Spatial microsimulation: hands on

Summary: this tutorial works through using the open source FMF software to generate a spatial microsimulation population.

1) Install.

First, download the latest Flexible Modelling Framework (FMF) software and unzip it somewhere.

2) Locate the handbook.

In the newly unzipped files and directories you should find a handbooks-and-practicals directory. In this there’s a Microsimulation directory. This contains the software handbook: microsimulationHandbook.pdf plus a set of test-data directories.

3) Read the first part of the handbook.
Work though up to (but not including) Part 4 of the handbook. This will familiarise you with the basics of the software.
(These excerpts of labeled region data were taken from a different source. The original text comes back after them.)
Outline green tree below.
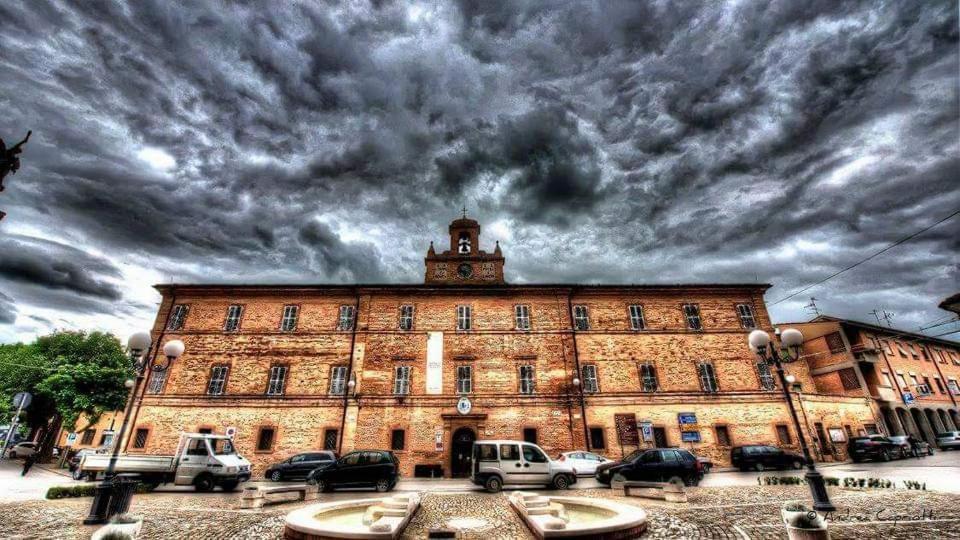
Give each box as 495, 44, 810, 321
0, 331, 133, 456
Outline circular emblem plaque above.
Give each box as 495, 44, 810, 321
457, 397, 473, 414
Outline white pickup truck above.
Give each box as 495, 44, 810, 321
78, 433, 250, 491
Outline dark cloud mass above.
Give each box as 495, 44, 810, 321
0, 0, 960, 342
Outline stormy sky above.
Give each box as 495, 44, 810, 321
0, 0, 960, 342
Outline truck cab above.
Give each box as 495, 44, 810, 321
470, 440, 577, 493
78, 433, 250, 491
Note: if you cannot start the software, and the problem is not related to file associations (as discussed in Section 3 of the manual) then it is possible that you need to update your version of Java. You can download the latest version from the Java website. Versions are available for most operating systems.

4) Locate the data.

For this practical, we’ll use the larger test-data dataset. If you look in the test-data directory, and then the “large” directory, you should find the following files:
Plus the data licence details: DataLicenceReadMe.txt

Here, we’ll assume these are in a directory on your machine c:\FMF\handbooks-and-practicals\Microsimulation\test-data\large\ -- but it will depend where you unzipped the files.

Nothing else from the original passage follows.